Il Tartufo nero di Bagnoli Irpino: storia, tradizione e valorizzazione.

Continua il viaggio di #comunitàresilienti tra le eccellenze ed i prodotti di nicchia del territorio del GAL I Sentieri del Buon Vivere, per incontrare uno dei protagonisti indiscussi della gastronomia irpina: il Tartufo Nero di Bagnoli Irpino.

Iscritto nell’elenco dei prodotti agroalimentari tradizionali (P.A.T) della Regione Campania, il Nero di Bagnoli Irpino è presente, nella fascia montana individuata tra gli 800 ed i 1500 mt di altitudine del massiccio dei Picentini, da almeno due secoli e mezzo. Testimonianze storiche ne attestano l’utilizzo fin dai tempi di Carlo III di Borbone.

Grazie al racconto di esperti, produttori e consumatori, conosceremo meglio le tradizioni, gli usi e le possibilità di sviluppo offerte da questo prelibato tuber mesentericum.

L’oro nero dell’Alta Valle del Sele: il Tartufo nero di Colliano.

A Colliano, nell’Alta Valle del Sele, all’ombra di faggi e querceti, cresce, spontaneo, l’oro nero della gastronomia locale: l’omonimo tartufo nero.
#Comunitàresilienti ci porta alla scoperta di questo tubero, ripercorrendo, insieme ai protagonisti e agli attori locali, le tappe salienti che hanno portato alla notorietà di questo prodotto, dalla sua scoperta, avvenuta quasi per caso negli anni sessanta del secolo scorso, al percorso di valorizzazione e crescita che trova nella quasi trentennale mostra-mercato, una delle sue massime espressioni, coinvolgendo l’intera comunità.
Dagli esperti cercatori, alle aziende di trasformazione, al comparto gastronomico e della ristorazione, alle attività ricettive e turistiche, fino a quelle artistiche e dell’artigianato locale: tutti, indistintamente, parte di questo processo di sviluppo resiliente che il tartufo ha contribuito ad innescare.

“Territorio, tradizione, innovazione: storie di giovani imprenditori”

Le storie di chi resta, o di chi torna, sono intrise di sogni e di speranze che, al di là dei luoghi e delle diverse realtà di appartenenza, contribuiscono ad accomunare e ad avvicinare i loro protagonisti.

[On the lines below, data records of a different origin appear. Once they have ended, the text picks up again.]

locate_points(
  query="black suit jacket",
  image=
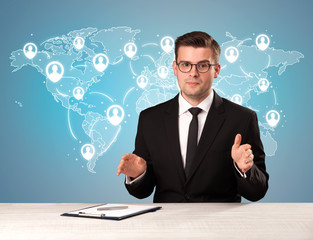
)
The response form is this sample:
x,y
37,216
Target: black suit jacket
x,y
213,177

Mossi dall’orgoglio di portare avanti le tradizioni di famiglia, o dalla soddisfazione di mettere a frutto competenze acquisite altrove, questi giovani e tenaci imprenditori si impegnano costantemente, e non senza difficoltà, per contribuire a creare una comunità viva, accogliente e resiliente per se stessi e per quelli che verranno.

Lavoro e Resilienza: l’esperienza dei tosatori di Ricigliano.

Quella della tosatura, a Ricigliano, è una pratica antica tramandata da generazioni, le stesse che, da secoli, portano avanti la pastorizia e le tradizioni ad essa legate, come la Turniata di San Vito. Una sorta di circolo virtuoso che consente ai vari elementi che compongono il sistema sociale ed economico locale di coesistere e superare il tempo e le difficoltà.

La storia dei suoi tosatori è un esempio di come, di fronte alle avversità, la comunità ed i suoi giovani sono stati capaci di trasformare un problema in una opportunità.

Scegliendo di portare avanti un mestiere antico, espressione di una lunga tradizione familiare e di un know-how consolidato e non disperso nella memoria, questi ragazzi hanno vinto una partita importante contro la mancanza di opportunità lavorative, contro la necessità di dover andare via, contro l’abbandono e lo spopolamento delle aree interne. E non solo. Attraverso l’innovazione tecnologica ed il miglioramento delle competenze, hanno la possibilità di offrire servizi qualificati ed a costi competitivi, che consentono ad un settore importante dell’economia locale, il comparto zootecnico ovicaprino, di continuare ad esistere ed operare.

L’auspicio è che, come avvenuto per la pratica della tosatura, anche la lana, prodotto finale di questo processo possa, presto, svestirsi dei panni di rifiuto speciale, per diventare essa stessa opportunità di sviluppo e di crescita, innescando nuovi meccanismi di resilienza per l’intera comunità.